When the government reports the numbers for Social Security in great detail every year, it uses consistently conservative methods; we can be as confident in these numbers as in any long-run forecast. The board of trustees charged with overseeing the system reports that benefits can be paid in full for 40 more years -- and, after that, more than 70 percent of promised benefits can be paid.
By contrast, the numbers for private pension funding are not consistent, year to year or company to company. Unlike Social Security, companies have wide latitude in choosing their accounting assumptions for their annual reports. Most private pension funds assume high rates of return on their assets to be able to pay future benefits. We know that most private pension funds actually lost value during the current stock-market decline. Yet despite low interest rates and three years of poor stock-market returns, companies have been pushing for legislation that would raise the future growth rate used by regulatory authorities in assessing the firms' pension-funding adequacy. This change in assumptions would allow companies to decrease their pension-funding obligations, freeing up revenues to distribute as profits.

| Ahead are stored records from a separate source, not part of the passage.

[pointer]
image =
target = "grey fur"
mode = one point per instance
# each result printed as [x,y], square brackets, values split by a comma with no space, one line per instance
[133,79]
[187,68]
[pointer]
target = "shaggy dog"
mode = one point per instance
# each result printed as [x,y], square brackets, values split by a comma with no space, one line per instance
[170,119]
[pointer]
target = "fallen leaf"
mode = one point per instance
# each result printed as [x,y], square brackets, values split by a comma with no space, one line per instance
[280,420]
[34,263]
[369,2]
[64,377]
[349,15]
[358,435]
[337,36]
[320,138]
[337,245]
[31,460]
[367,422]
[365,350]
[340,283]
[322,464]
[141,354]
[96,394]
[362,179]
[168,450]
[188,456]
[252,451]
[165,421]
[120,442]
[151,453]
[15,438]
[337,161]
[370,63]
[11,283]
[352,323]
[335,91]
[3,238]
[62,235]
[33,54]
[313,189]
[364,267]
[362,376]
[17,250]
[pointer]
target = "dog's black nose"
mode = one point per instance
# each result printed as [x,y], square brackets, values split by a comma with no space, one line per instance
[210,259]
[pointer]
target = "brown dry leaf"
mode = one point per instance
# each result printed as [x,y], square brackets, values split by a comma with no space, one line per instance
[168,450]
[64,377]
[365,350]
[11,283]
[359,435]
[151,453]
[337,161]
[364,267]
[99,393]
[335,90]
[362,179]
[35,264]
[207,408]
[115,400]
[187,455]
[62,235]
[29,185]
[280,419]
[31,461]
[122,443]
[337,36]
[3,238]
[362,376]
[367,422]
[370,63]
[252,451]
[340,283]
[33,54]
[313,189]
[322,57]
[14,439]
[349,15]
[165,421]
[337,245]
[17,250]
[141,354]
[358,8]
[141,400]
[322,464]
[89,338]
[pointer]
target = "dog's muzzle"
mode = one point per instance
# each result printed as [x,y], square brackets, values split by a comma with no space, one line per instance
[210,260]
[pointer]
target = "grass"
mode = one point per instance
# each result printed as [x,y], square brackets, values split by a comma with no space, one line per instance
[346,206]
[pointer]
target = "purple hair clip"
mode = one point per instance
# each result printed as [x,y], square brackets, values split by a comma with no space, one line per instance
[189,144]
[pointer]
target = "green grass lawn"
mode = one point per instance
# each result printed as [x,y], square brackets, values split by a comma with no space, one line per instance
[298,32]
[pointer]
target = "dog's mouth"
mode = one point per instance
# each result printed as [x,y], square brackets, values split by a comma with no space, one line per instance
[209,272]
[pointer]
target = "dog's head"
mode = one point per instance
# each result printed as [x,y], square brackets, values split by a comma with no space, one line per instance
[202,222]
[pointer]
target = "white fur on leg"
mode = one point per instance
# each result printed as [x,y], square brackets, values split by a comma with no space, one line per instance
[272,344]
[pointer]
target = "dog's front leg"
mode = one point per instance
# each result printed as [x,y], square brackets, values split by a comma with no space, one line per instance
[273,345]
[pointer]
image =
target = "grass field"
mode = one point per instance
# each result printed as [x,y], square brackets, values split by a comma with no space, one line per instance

If a consistent set of standards were used, as they are for Social Security, private pensions would be considered to be in their worst condition in decades. But instead of fixing their pension funding, most companies are pushing for an accounting whitewash.
During the past few years, private pension funds have managed to get the interest rate used to assess their adequacy raised. This is important because the faster the funds' assets are assumed to grow (the higher the interest rate), the less companies need to add to their pension-fund assets today. Under the old rules, the assumed rate of return today would be about 5.8 percent. That has been relaxed; the new rate is 6.7 percent. Now companies are pushing for legislation that would increase the yield in these calculations to 7.4 percent -- junk bond territory. Because every percent increase in the projected yield reduces funding required by 10 percent to 15 percent, these accounting shenanigans stand to reduce the private pension funding obligation by about 20 percent.
If the Social Security system could similarly fiddle with its future obligations by changing its assumptions, the problems projected for 40 years from now would be greatly diminished. The actuaries of the Social Security system report that if the interest rate they used were about 5.7 percent rather than about 5 percent, as is currently used, the shortfall over the next 75 years would be nearly 30 percent smaller.
So where do we really stand in our forecasts of future pension security? Both the Social Security system and many private systems are underfunded in the sense that they are likely to have insufficient funds to meet all commitments. With some big companies such as General Motors, the shortfalls are big and the problems could begin relatively soon. With Social Security, the problems are not expected to become acute for 40 years.
For any pension obligation, the careful way to cover a projected shortfall is to set aside more today, investing it in a safe portfolio of assets. Instead, our government would like to shed its Social Security obligations, shifting all the risk on future returns to families and private pension funds. And when private pensions have run into trouble, the government has played along with accounting chicanery. This is no way to run a transparent government, and it is no way to guarantee Americans a secure retirement.
Bernard Wasow is an economist and a senior fellow at the Century Foundation.